Oui, j’ai d’ailleurs fait la traduction moi-même. La version flamande devrait sortir en janvier, chez Standaard Uitgeverij.

Comme on l’a déjà dit, l’univers de votre album est très particulier. Où avez-vous été chercher cette idée des compétitions de canards, par exemple?

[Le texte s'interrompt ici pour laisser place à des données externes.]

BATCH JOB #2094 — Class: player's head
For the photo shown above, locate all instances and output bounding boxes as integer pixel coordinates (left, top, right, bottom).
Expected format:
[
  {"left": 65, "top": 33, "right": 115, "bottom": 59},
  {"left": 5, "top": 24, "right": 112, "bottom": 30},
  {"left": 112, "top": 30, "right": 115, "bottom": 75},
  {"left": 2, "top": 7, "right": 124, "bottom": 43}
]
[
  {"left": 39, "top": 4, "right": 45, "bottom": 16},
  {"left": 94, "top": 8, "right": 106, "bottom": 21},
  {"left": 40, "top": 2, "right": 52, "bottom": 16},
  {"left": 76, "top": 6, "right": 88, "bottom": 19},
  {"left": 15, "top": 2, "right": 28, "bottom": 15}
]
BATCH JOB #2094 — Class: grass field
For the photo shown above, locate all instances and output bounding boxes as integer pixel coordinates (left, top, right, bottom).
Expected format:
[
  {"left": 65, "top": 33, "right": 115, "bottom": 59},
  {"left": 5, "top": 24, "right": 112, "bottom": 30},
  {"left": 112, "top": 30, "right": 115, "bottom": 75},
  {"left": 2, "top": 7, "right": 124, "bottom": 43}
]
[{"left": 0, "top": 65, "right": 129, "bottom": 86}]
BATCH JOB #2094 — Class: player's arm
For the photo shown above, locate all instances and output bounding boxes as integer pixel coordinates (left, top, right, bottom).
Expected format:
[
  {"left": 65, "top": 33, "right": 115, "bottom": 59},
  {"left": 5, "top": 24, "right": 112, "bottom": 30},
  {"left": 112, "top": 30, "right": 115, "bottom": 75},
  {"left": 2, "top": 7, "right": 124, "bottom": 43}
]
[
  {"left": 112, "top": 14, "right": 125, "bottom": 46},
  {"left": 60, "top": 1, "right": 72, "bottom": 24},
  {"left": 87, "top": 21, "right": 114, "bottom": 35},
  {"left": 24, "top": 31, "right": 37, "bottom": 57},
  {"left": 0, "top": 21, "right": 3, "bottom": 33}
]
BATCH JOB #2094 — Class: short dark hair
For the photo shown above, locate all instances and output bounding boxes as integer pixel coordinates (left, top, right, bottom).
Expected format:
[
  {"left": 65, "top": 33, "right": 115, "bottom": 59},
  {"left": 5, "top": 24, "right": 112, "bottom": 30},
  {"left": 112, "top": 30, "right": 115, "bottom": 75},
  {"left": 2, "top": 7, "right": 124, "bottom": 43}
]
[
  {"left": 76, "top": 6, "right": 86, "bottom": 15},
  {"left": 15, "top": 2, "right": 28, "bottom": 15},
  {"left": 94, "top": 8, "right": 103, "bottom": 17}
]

Elles existent vraiment! Dans les remerciements à la fin de l’album, je remercie d’ailleurs un certain Lars, qui est aviculteur. C’est lui qui m’a tout expliqué sur les compétitions de pigeons et de canards. Il a pris une après-midi de son temps pour m’expliquer comment fonctionnent les concours et les prix, en me parlant notamment de ces pommades qu’on met sur les animaux pour bien les faire briller. Il m’a aussi expliqué que pour qu’un canard soit primé, il faut qu’il ait une certaine robe, une certaine forme, un certain port de tête. C’est un monde étrange quand on ne le connaît pas, mais j’aime bien cette idée d’un lien très fort entre des humains et leurs animaux. Pour Merel, ses canards sont sa manière d’exprimer ses sentiments et son affection puisqu’elle les chouchoute et leur parle à voix haute.

Quelles ont été vos sources d’inspiration pour cet album?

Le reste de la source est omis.